What's new
feat: Change password and Change email from the UI (#292)
Resolves discussion #291. Better Auth's change-password / change-email endpoints have always been exposed server-side, but there was no way to reach them from the web UI.
The avatar dropdown in the header now shows:
- Change password — opens a dialog with current/new/confirm fields and a "Sign out other devices" checkbox (defaults on, calls Better Auth's `revokeOtherSessions: true` — verified end-to-end that other sessions are invalidated immediately).
- Change email — opens a dialog with the new email field. The dropdown updates to show the new address as soon as the change succeeds.
SSO-only users (no local password) have the Change password item hidden. The check uses `GET /api/auth/list-accounts` to look for a `credential` provider; if the probe errors it fails open rather than locking anyone out.
This required enabling `user.changeEmail` in Better Auth with `updateEmailWithoutVerification: true` — safe in this app because email verification isn't on and there's no email sender wired up.
ci: pin third-party GitHub Actions to commit SHAs (#293)
In response to the supply-chain attack pattern that recently hit `actions-cool/issues-helper` and `actions-cool/maintain-one-comment`, and `tj-actions/changed-files` before that.

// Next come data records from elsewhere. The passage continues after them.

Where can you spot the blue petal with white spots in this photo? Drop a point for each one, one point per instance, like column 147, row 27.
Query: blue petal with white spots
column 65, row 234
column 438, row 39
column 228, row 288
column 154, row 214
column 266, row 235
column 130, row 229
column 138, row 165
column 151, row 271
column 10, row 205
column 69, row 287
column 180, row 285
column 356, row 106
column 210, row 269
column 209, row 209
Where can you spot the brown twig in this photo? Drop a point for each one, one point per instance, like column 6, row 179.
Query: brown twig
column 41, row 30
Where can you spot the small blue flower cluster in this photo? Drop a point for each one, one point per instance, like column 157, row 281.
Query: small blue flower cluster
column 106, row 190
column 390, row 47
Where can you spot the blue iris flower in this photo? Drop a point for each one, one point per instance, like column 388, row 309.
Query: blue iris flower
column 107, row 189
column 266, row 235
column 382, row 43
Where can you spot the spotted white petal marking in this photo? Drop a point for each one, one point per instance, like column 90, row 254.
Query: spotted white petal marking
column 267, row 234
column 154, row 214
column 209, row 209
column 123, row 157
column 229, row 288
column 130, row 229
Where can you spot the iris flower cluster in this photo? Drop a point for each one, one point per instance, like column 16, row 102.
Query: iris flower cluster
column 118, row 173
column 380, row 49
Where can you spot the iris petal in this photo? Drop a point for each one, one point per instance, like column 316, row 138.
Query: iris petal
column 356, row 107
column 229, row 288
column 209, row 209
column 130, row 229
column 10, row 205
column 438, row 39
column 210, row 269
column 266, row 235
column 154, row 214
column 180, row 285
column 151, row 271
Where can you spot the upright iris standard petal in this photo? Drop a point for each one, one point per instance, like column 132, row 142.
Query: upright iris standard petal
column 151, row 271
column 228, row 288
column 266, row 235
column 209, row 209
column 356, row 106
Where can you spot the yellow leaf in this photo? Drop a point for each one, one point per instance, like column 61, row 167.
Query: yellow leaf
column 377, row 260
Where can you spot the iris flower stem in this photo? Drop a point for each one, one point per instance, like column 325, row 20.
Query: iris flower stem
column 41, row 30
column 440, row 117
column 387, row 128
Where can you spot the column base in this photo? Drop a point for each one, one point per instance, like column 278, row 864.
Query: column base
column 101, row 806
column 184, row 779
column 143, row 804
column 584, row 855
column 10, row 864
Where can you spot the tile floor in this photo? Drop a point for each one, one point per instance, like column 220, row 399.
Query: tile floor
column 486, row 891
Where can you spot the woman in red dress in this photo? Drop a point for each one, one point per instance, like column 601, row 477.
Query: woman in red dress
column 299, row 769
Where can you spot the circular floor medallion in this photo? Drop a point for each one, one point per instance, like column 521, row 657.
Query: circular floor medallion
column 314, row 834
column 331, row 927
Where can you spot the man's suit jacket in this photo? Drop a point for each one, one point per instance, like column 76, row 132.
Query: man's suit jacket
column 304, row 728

Tags are mutable. A compromised maintainer can force-move `@v3` to point at malicious code, and every workflow using the tag picks it up on the next run. Pinning to a 40-char commit SHA makes the reference immutable.
This release pins the highest-risk subset:
- `nix-build.yml` — two `@main` branch refs (worse than tags, since they move on every push) → pinned to release SHAs for `v22` / `v13`.
- `docker-build.yml` — every third-party action (`docker/setup-buildx`, `docker/login`, `docker/metadata`, `docker/build-push`, `docker/scout`) now references a SHA with a trailing `# vX.Y.Z` comment for readability.
This is the workflow that holds the GHCR push token, Docker Hub login, and Scout API token — so it's the one with the largest blast radius if compromised.
First-party `actions/*` and `github/codeql-action` are left on tags for now; they're a separate, lower-risk follow-up. Dependabot for the `github-actions` ecosystem is recommended next so SHA pins still get auto-bumped.
`chore`: bump and digest-pin Bun base image to 1.3.14 (#295)
Same hardening principle, applied to the Dockerfile:
- Bun `1.3.13-debian` → `1.3.14-debian` (released 2026-05-13)
- Pinned to digest: `@sha256:9dba1a1b...db6f` (multi-arch — `linux/amd64` and `linux/arm64`)
- Applies to both the `base` and `runner` stages in the Dockerfile
A tag on Docker Hub is just as mutable as a tag on GitHub; pinning to the digest closes the same class of attack at the container layer.